Third-party spam filters are a great way to combat the rising tide of junk email, especially for large organizations. A spam filter running on the receiving mail server of an extremely large organization can do more that just slow things down, it can in some cases cause a crash of the email system or present other security hazards.
However, spam filtration software, while powerful at what it does, is extremely dumb at some obvious things. It has one function: to scan email for matches against a pre-determined set of criteria and, if it passes, deliver that message to the domain's mail server for handling by that machine. If an organization's mail server has a mailbox for email@example.com set up, but the admin forgets to add that address to their spam filter software, the message will most likely be rejected. Because the spam filter doesn't recognize firstname.lastname@example.org as a recipient, it doesn't know it's suppose to forward that on to the organization's mail server. The address must both be set up on the mail server and in the SPAM filter in order for mail to flow smoothly.
See, I told you SPAM filters were powerful but dumb.
A spam filter can also be used to scan outbound email from your domain to a recipient to scan for things like spamminess, bad headers, and virus scans on attachments. This can cause an issue when sending email that never arrives in a recipient's mailbox.
Generally, you won't get an error message although sometimes you might. This is due to the fact that if someone were to gain access to a mailbox on your domain, they could send out spam or virus-laiden emails without the administrator immediately noticing. They'd have to check the logs to determine if some nefarious work is going on under their nose.
Outbound messages may be stuck in quarantine, deleted completely, severely delayed, or delivered by flagged as spam by the recipient's filter. The behavior would be determined by the sender's filter first, with a re-scan of the message by the recipient's filter, causing message handling to be unpredictable at times.
Querying These Records
To query MX records:
dig mx <hostname>
Windows (all versions)
nslookup type=mx <hostname>
MX records are an important part of how we send and receive email across the Internet. Without them, we'd probably still be stuck using a BBS or paying for a Usenet subscription to converse for business and personal reasons.
A properly configured MX record can ensure you'll receive email for a long time.

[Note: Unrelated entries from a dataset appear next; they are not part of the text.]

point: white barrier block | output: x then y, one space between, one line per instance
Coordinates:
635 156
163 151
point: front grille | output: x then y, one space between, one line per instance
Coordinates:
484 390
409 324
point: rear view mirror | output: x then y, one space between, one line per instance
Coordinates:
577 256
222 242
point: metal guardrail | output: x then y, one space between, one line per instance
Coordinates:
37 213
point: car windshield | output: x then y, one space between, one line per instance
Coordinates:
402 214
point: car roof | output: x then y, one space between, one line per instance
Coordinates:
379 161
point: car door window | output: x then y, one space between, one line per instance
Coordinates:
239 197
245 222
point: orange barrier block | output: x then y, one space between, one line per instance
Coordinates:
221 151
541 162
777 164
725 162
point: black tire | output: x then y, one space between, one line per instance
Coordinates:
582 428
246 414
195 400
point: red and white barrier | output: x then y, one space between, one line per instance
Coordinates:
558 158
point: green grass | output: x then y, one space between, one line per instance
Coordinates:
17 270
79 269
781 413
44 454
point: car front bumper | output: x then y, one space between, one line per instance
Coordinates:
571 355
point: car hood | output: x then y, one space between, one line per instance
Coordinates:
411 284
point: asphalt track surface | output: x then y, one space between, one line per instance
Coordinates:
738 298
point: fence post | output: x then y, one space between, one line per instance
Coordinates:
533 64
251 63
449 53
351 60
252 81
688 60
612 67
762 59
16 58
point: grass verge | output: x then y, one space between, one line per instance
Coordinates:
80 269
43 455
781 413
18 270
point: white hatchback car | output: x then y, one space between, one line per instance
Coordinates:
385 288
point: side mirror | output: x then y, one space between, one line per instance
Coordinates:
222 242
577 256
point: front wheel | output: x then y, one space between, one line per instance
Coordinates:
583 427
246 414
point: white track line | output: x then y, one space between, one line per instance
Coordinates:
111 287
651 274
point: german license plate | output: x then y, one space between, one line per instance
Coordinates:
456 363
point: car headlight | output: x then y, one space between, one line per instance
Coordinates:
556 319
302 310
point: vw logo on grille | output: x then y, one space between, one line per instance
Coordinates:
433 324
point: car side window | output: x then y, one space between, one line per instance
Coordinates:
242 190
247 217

A poorly configured one can wreak havoc on your personal or business life. Be sure to set up your MX records (and any accompanying CNAME records) the way your email provider recommends. Doing this has the added advantage of making things a bit easier to troubleshoot when something does go wrong, as an improper DNS configuration can easily be ruled out. I've seen improper priorities, invalid hostnames and incomplete records used in all sorts of ways. When in doubt, refer to your technical support for the best method to set these up.